TLS Certificate Transparency logs don't always talk to you
TLS Certificate Transparency is a system where browser vendors require TLS Certificate Authorities to publish information about all of their TLS certificates in cryptographically validated logs, which are generally run by third parties (see also Wikipedia). The information in CT logs is public and various people actively monitor them, sometimes for nasty purposes such as rapidly compromising new Wordpress websites (also).
Certificate transparency is partly a de facto replacement for earlier systems that attempted to do certificate revocation at scale on the web, those being Certificate Revocation Lists (CRLs) and then OCSP. One of the problems that both CRLs and OCSP checks had (and have) is that they require Certificate Authorities to reliably operate high demand web services with essentially no downtime. Unsurprisingly, they periodically didn't, and in general we shouldn't be surprised by that, since running such web services is expensive as well as challenging.
Certificate Transparency logs are also queried over HTTP, and in completely unsurprising news CT log operators don't always keep them responding (in addition to how they sometimes go away entirely). I use some third-party software to keep a vague watch for TLS certificates for domains I care about, and I've had it report on CT logs with both complete failures (timeouts and things like HTTP '502 bad gateway' responses) and clear load limits (such as HTTP '429 Too Many Requests' responses). Some of these 'bad' responses can persist for significant amounts of time (and so may indicate that a particular CT log is unhappy with my queries in specific).

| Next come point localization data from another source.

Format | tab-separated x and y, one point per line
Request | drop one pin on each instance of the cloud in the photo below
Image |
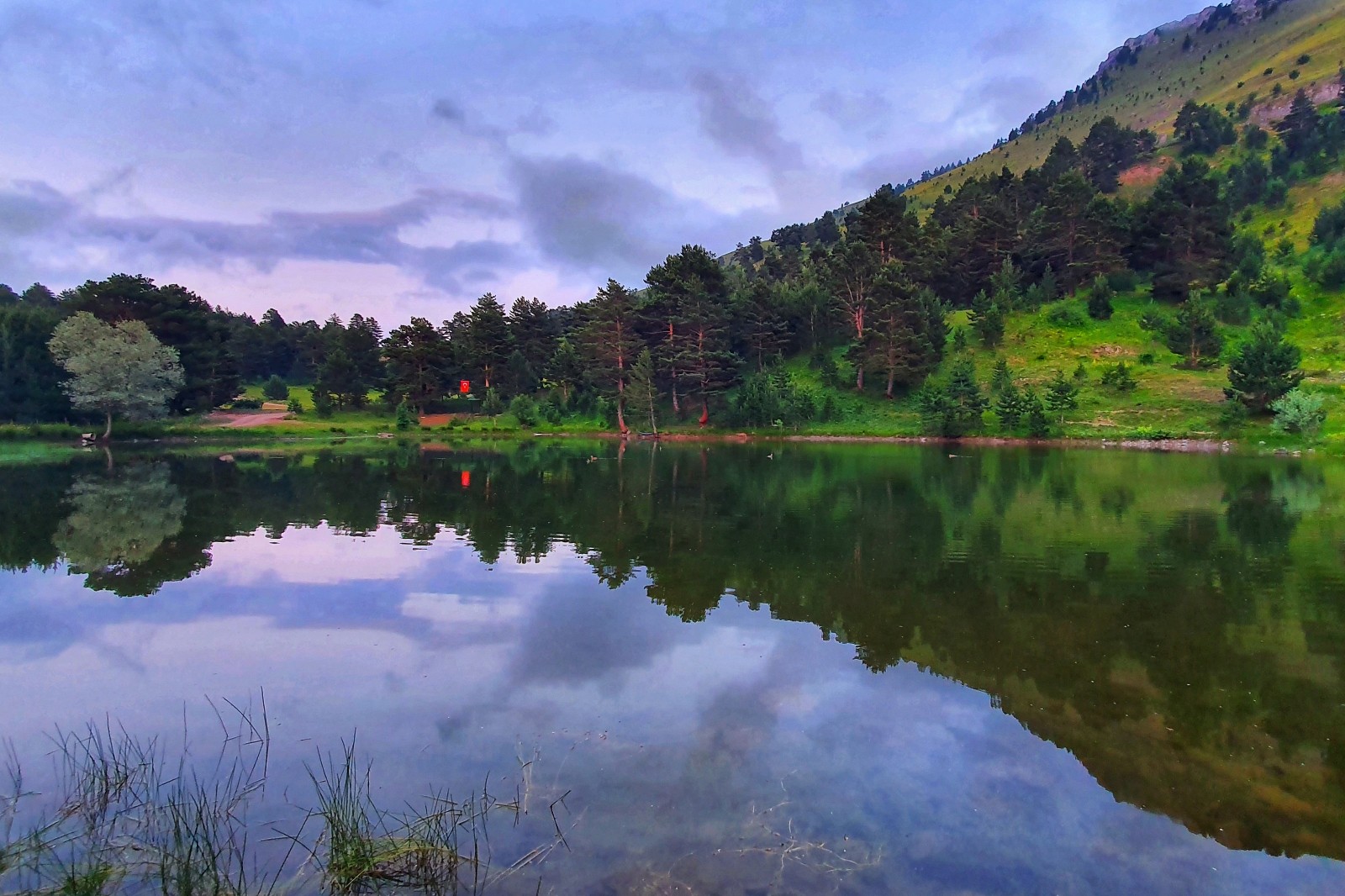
592	215
1005	101
1024	38
38	212
867	109
30	208
736	118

In theory, maybe CT logs are not supposed to do this. In practice, CT log operators are doing this for free and we all know what happens there. No one is going to provision huge resources so they can continue to answer CT log queries under arbitrary loads (and some people's limits will be lower than others). Right now CT logs are only a bit flaky, but as the load on them inevitably grows over time I expect more of them to become more flaky. I also expect this to be selective, with queries from some sources treated much better than others (either due to private arrangements or simply that the people making the queries are too important to block).

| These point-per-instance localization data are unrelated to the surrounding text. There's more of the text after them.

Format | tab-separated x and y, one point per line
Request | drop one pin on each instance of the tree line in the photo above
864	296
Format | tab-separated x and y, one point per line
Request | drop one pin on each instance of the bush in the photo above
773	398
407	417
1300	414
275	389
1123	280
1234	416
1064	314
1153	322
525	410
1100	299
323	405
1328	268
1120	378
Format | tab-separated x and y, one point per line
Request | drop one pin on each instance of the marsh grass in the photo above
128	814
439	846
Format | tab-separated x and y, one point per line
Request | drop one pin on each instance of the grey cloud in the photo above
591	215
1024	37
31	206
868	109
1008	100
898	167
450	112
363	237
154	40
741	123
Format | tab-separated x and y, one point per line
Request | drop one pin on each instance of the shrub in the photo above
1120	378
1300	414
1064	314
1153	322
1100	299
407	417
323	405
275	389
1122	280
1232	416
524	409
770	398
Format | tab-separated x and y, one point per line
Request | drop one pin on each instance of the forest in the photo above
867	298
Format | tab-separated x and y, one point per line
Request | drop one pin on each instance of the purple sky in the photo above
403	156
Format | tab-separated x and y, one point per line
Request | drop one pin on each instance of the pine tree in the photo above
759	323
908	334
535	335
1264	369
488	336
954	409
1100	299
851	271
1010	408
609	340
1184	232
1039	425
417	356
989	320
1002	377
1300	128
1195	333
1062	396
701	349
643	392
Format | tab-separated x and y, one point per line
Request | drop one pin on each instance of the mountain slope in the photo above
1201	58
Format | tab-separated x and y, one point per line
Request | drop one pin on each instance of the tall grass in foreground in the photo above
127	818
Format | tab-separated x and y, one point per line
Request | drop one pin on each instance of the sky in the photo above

The corollary of this is that I don't think we should build anything important on top of CT log information. CT log information can be a nice extra, but clearly we can't easily get it reliably. For example, probably my university shouldn't try to build a security thing that needs to promptly know about all TLS certificates issued for hosts in our domain. We probably couldn't expect to always be able to casually pull that from the available CT logs, although the information is theoretically there.